The second edition of the EU Defence Innovation Scheme (EUDIS) Hackathon asked teams across Europe to build rapid defence solutions for the Ukrainian battlefield. What set this edition apart was that the organizers made actual Ukrainian reconnaissance data available to competing teams. The challenge wasn't theoretical.
We spent 48 hours at Bayern Innovativ in Augsburg focused on the Enhanced Situational Awareness challenge — turning raw drone data into actionable spatial intelligence for operational teams. Working with real battlefield data forced us to deal with exactly the kind of messy, incomplete inputs that clean datasets never prepare you for.

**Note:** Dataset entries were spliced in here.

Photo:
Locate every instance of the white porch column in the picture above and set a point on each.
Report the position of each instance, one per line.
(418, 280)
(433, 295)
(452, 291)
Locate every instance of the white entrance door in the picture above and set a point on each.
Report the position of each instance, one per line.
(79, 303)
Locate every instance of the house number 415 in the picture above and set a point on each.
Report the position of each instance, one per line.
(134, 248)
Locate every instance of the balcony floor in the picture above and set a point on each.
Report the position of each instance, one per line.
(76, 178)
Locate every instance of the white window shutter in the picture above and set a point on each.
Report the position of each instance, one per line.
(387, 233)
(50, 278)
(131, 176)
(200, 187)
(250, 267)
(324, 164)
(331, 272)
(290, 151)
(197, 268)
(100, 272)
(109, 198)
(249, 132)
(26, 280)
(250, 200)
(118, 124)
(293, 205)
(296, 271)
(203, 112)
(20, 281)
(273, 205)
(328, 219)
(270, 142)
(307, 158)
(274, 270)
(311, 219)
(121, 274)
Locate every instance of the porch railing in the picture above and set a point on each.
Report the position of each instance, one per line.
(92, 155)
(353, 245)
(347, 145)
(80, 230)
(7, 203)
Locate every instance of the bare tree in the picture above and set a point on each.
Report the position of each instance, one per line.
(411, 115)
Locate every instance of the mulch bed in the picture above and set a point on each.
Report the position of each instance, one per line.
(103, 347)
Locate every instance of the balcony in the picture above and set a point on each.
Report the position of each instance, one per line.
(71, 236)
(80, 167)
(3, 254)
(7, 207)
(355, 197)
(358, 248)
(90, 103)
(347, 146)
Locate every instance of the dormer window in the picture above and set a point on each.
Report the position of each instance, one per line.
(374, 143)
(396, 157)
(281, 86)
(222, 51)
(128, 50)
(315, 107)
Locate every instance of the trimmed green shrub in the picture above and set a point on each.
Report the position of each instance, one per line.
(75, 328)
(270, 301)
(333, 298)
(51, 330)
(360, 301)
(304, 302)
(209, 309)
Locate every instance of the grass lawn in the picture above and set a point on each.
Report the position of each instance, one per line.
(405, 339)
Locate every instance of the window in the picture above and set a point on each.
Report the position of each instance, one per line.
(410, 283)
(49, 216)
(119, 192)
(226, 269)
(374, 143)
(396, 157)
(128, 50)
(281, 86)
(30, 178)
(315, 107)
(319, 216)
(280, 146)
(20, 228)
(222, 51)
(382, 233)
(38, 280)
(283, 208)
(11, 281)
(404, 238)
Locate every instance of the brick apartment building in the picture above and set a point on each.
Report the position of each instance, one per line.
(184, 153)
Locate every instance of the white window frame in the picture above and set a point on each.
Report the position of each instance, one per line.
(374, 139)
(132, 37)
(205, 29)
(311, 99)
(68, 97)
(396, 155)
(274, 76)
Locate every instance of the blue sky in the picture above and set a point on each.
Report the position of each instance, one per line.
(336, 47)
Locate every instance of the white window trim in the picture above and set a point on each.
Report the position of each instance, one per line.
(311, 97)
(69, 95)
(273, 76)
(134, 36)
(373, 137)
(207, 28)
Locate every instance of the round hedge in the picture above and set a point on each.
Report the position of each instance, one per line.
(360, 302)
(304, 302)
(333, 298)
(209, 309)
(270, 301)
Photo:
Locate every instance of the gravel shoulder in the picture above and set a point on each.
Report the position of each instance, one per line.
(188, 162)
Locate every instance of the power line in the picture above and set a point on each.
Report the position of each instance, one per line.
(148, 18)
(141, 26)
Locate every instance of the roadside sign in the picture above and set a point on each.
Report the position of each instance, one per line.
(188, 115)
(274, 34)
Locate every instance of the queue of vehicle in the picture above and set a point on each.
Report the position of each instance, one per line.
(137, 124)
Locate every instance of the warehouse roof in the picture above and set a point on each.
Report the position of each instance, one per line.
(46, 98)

We won at the Germany location and earned a spot in the EUDIS mentorship programme — two months of work with defence industry experts that sharpened how we think about bringing our technology to market. That trajectory carried us to the EU-wide pitching finals in July, where we placed third overall across all national winners.
What it confirmed
The hackathon validated that our approach to spatial intelligence resonates with the people who actually define Europe's defence capability needs. Competing on real data, under time pressure, against strong teams from across the EU gave us confidence that we're solving the right problem, the right way.
Aereus won the EUDIS Defence Hackathon at the Germany location and placed third in the EU-wide finals, organised under the European Defence Innovation Scheme.